The Scream 6 star spoke to Good Morning America on Monday about her anticipated appearance in the New York-set sequel as Kirby Reed, the lone survivor of the Woodsboro Massacre remake in the franchise’s fourth installment. The role is part of Panettiere’s return to Hollywood after she put a pause on acting following her role in ABC’s Nashville, which ended in 2018.
“I didn’t know what I wanted to do next,” Panettiere said. “I did have to take those four years off, and thank God I did. I had to work on myself — my mental health, my physical health, my spiritual health.”
The Heroes actress says the possibility of returning as Kirby was initially put on her radar after the fifth film, released in 2022, was announced — but without her leading Scream 4 character. “When [Scream] popped up and came back around, I was like, ‘I want to be a part of that again,’ because I hoped that Kirby was still alive,” the actress said.
So the actress set her sights on Scream directors Matt Bettinelli-Olpin and Tyler Gillett, picking up the phone and pitching her return. “I willed her back into existence and I called them,” Panettiere recalled. “I actually called them … when they were doing Scream 5 and I was like, ‘Without me?! Wait. Hold on. I might still be alive, and I could come in handy.'”
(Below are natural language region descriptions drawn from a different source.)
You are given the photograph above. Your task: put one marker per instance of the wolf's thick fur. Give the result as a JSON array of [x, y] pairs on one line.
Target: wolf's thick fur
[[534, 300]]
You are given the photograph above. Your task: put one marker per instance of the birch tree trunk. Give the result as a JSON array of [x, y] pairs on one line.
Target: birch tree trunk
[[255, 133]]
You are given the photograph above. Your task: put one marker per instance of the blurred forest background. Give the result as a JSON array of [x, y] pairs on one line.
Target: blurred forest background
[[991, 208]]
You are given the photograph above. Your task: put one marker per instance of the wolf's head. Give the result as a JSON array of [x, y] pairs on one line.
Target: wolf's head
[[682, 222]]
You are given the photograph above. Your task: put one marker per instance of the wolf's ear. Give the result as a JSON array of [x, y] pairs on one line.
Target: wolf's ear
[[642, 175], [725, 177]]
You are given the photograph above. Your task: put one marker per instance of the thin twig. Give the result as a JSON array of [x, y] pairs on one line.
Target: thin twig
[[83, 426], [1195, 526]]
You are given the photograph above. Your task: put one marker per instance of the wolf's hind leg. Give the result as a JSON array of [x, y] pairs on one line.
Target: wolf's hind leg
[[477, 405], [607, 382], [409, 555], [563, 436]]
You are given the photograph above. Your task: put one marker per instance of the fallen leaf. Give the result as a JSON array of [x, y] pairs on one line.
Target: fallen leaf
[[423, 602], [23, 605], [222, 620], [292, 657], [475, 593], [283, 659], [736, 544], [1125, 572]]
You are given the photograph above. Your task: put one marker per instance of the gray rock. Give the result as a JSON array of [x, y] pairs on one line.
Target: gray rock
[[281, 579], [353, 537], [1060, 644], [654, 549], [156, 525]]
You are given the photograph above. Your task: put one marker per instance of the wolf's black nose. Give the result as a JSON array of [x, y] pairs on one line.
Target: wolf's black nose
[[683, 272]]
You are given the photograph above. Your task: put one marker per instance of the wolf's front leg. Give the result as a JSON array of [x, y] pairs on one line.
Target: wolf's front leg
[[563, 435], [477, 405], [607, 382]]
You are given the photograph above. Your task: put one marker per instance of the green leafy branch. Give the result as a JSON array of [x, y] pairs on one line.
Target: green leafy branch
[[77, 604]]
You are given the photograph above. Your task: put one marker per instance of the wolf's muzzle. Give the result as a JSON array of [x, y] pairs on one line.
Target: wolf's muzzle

In a cover story for Women’s Health, also published Monday, Panettiere opens up about her postpartum depression after having her daughter; her substance abuse challenges while and after filming Nashville; her decision to get a breast reduction; and her relationship with her daughter, who was at one point going back and forth between the U.S. and Ukraine, where her father and Panettiere’s ex-husband, retired pro boxer Wladimir Klitschko, lives.
All of those things changed the Scream 6 star, who says she can now relate to her character’s trauma. “We saw Kirby get stabbed, but we never saw her die. We didn’t see her rescued either,” she explained to the magazine. “She has that human trauma, and it’s changed her. That’s something I can obviously relate to.”
As for the film’s new setting, as a New Yorker, Panettiere told GMA she appreciates how the film turns the concept of being safer in crowds — specifically, “so that if somebody hurts you, somebody’s there to help” — on its terrifying head.
“That can become just as dangerous, if not more dangerous, and it really could be anybody for any reason,” she said of the film’s premise.
During the interview, GMA co-anchor Michael Strahan also shared his condolences about the passing of Panettiere’s brother, Jansen, who died in February at the age of 28 from an enlarged heart.
The actress thanked Strahan before telling him that he’s “right here with me.”